The primary objective of this part of the study was to show the safety and tolerability of RPL554 in stable COPD patients with moderate severity of disease. Measurement of lung function was included and evaluation of the full data set is ongoing.

Part C of the study in 32 stable COPD patients with moderate disease severity showed the drug formulation was well tolerated at all dose levels with no serious adverse events reported and RPL554 caused pronounced improvement in lung function.

RPL554 is Verona’s lead drug. Delivered via inhaler, it inhibits the phosphodiesterase 3 (PDE3) and phosphodiesterase 4 (PDE4) enzymes, two enzymes known to be of importance in the development and progression of immunological respiratory diseases.

Verona says the drug has the potential to act as both a bronchodilator and an anti-inflammatory, which would significantly differentiate it from existing treatments.

Dr Jan-Anders Karlsson, chief executive of Verona Pharma, says:  “We are excited by the robust and consistent results arising from our SAD/MAD study of RPL554 in both healthy volunteers and now, stable COPD patients with moderate disease severity. The data demonstrates that, as designed, the new commercially scalable, suspension formulation is well tolerated and has allowed us to extend the dose range and the duration of bronchodilation effect that can be produced in COPD patients.

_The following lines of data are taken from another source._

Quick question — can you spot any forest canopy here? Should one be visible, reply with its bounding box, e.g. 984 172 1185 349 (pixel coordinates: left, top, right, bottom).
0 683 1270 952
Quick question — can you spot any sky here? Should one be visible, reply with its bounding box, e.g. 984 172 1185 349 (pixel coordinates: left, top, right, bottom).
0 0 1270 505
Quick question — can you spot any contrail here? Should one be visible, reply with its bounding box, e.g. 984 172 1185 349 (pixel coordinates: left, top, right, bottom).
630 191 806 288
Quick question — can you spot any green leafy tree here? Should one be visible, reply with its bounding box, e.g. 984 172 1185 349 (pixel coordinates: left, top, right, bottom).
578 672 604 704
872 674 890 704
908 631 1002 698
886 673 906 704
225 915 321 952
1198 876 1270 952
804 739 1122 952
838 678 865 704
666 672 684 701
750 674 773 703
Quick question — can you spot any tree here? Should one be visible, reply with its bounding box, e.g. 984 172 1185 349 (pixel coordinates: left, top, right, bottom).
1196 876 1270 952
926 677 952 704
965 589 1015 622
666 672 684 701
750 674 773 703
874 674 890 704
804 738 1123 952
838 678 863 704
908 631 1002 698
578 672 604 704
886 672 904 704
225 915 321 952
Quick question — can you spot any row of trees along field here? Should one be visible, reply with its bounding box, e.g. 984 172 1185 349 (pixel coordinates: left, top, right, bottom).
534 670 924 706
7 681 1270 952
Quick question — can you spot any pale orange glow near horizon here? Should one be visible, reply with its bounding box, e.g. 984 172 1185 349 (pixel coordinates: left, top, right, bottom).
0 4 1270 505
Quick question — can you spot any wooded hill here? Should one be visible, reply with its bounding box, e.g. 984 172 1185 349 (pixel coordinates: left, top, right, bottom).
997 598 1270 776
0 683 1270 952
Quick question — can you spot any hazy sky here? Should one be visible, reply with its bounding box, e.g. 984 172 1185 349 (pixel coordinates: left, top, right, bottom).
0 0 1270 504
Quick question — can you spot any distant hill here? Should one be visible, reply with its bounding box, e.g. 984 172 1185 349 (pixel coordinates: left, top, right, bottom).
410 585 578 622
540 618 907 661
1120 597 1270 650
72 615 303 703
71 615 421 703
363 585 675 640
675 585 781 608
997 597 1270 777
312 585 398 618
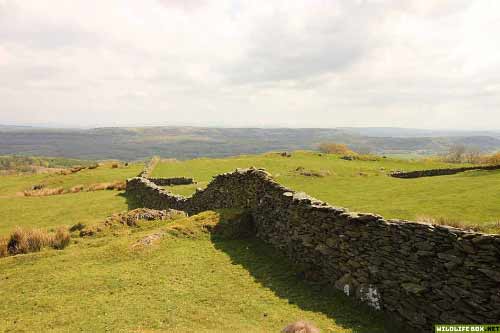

“We will now fully analyse the data from this trial. While we need to discuss these results and confirm our further development plans for the drug with the appropriate regulatory authorities, we currently expect to begin Phase IIb studies in the second half of 2016.”

The study met its primary objective and all doses of RPL554 were found to be well tolerated. As with earlier parts of the trial, which were conducted in healthy volunteers, there were no reports of serious adverse events and the adverse event profile was similar to that seen with placebo. In particular, there was an absence of gastro-intestinal or cardiovascular adverse events.

Lung function, as measured by peak FEV1, was increased in all dose groups and ranged between 199-257ml over placebo suggesting a clinically meaningful bronchodilator effect which will be confirmed in phase IIb studies. In the highest dose there was a small increase in heart rate as might be expected from the pharmacology of the product.

Professor Dave Singh of the Medicines Evaluation Unit, University of Manchester, lead investigator on this study, says: “I am very encouraged by the headline results of this study using the new suspension formulation of RPL554. The marked improvement in lung function seen in this initial small study shows that this product has potential to be a meaningful addition to existing treatment options for COPD.”